William Cronon, Changes in the Land

What kinds of sources are available for environmental history? What according to Cronon, are the problems with such sources? What are the sources of bias? What are the problems with extrapolating back from the present?

What were the major factors affecting the Indian economy? What constrained it or influenced it in one direction and not another? How did the Indian economy affect the land? How do their practices fit with our ideology of native peoples as the first ecologists? How did the Indians get hooked into the cash economy and the world market?

Why did Indian money become so important to both sides?

In what ways did the Puritans understand the Indian economy and their own in moral terms, making judgements of right and wrong about work, storage, movement, ownership, intensity of use, gender relations, etc. How did they judge the Indians as rich or poor? What baggage (i.e. ideas, attitudes, values) did they bring with them from England?

If the Puritans were most concerned with getting by or making a living, how did they get tied so thoroughly to Europe and the world capitalist market?

Why does Cronon put so much emphasis on the notion of commodities?

How did the Puritan economy change the land?
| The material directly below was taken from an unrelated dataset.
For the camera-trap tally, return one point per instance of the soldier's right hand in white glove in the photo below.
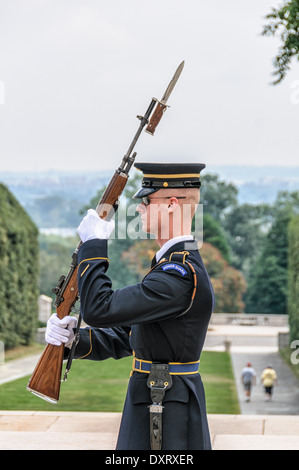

How were beavers and forests affected? What were the effects of livestock and the plow on the landscape? How did Indians have to change their way of life after the English settled?

Why was wood such an issue in a land with millions of trees?

What were the competing English ideas about land as property? How did cultural factors on both sides affect understandings of land and property? How could the Indians end up selling land more than once?

The famous writer Thoreau looked out on a landscape with few trees, exhausted fields, and few large wild animals. How and why does Cronon say this landscape evolved two centuries after English settlement?